Robertson continued to claim that the events demonstrated “the importance of our spiritual and religious liberties.”

Robertson was not alone in feeling anger toward the events in Houston. Local pastor David Welch also lashed out at the subpoenas, calling Mayor Parker, who happens to be a lesbian, "wicked," and accusing her of giving LGBT people “superior rights” over others.

During an interview with Christian broadcaster Rick Wiles, Welch said. “The big issue that we rallied everyone around pretty clearly was that [the ordinance] imposed specific protections for transgenders — those gender-confused — to be able to go into whichever restroom they wanted to. So any man who simply declared himself a woman that day could go into a woman’s restroom and the business could do nothing about it.”

Despite Parker withdrawing the subpoena from all churches, anti gay-rights activists are calling for her removal from office.

While Alan Robertson was busy fighting lesbian mayors in Houston, his father, Duck Dynasty patriarch Phil Robertson, taped a political ad for his nephew Zach Dasher who is running for congress in Louisiana’s 5th Congressional District. Seen in the ad holding an assault rifle and a Bible, Daddy Robertson says, “Hey, Louisiana: Bibles and guns brought us here, and Bibles and guns will keep us here. Zach Dasher believes in both. That’s why I’m voting for him.”

Or, as translated by blogger Hemant Mehta: “If you’re not the right kind of Christian, Zach Dasher doesn’t give a rat’s ass about you.”

Dasher made headlines when announcing his candidacy by claiming that the mass shooting at Sandy Hook Elementary School was the result of atheism.

A father in Revere, Massachusetts has pulled his son out of school after learning that the school’s history class teaches the students about Islam. This caused outrage among a few parents and one father, Anthony Giannino, is especially mad, telling a local television news show that "no religion should be taught at school. In their paper it says Allah is their only God. That's insulting to me as a Christian who believes in just Jesus only."

But it’s impossible to learn about world history without discussing the world's many religions. As one parent who supports the curriculum said, "When you're talking about a specific region in the world, there's going to be traditions and there's gonna be religions that children should learn about."

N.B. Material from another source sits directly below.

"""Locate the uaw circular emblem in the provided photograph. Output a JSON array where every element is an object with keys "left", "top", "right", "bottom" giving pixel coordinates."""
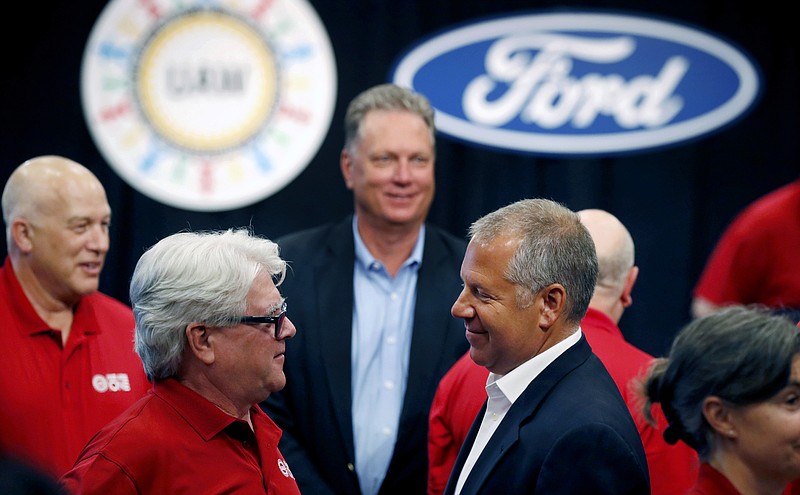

The superintendent of Revere Public Schools issued a statement regarding this one-man brouhaha: "I want to be very clear that no religion is taught with the purpose of converting students to that religion...."

But the superintendent’s statement didn’t stop Eric Owens of the right-wing alarmist website Daily Caller from writing that the school is indoctrinating its students into the Islamic faith by printing part of the Muslim call to prayer and its portrayal of the Muslim prophet Muhammad.

Owens said, “Students in the oceanfront Boston suburb of Revere, Mass. are taking the time to learn all about Islam — in the most embarrassingly shallow and cheerleading way imaginable.” Owens continued to cherry-pick parts of the textbook that discuss Muhammad in a positive light instead of vilifying him as the Al Qaeda-like terrorist the Christian Right assumes he was.

And in a somewhat surprising announcement, Pope Francis has assured us that God is not a magician and urged the Catholic Church’s followers to accept both evolution and the “big bang” theory to help explain our existence.

The call to accept mainstream scientific theories is not earth-shattering for the Catholic Church. For several years, it has accepted this science as consistent with biblical teachings. But what made the Pope’s announcement seem more pertinent was his call to all Christians —especially Christians in the scientific community—to do what they can to protect the environment. The Pope called it a “grave sin against God the creator” to destroy the environment.

The week, however, was not all rosy for the Catholic Church as the names of 17 priests in the Twin Cities area of Minnesota were released to the public for “substantiated” claims of sexual abuse to a minor. These 17 names now bring the number of priests deemed to have committed the crime of sexual abuse with a minor to 55.

So while the Pope may finally be speaking up to protect the environment, some people are wondering when he is going to step up and finally protect innocent children.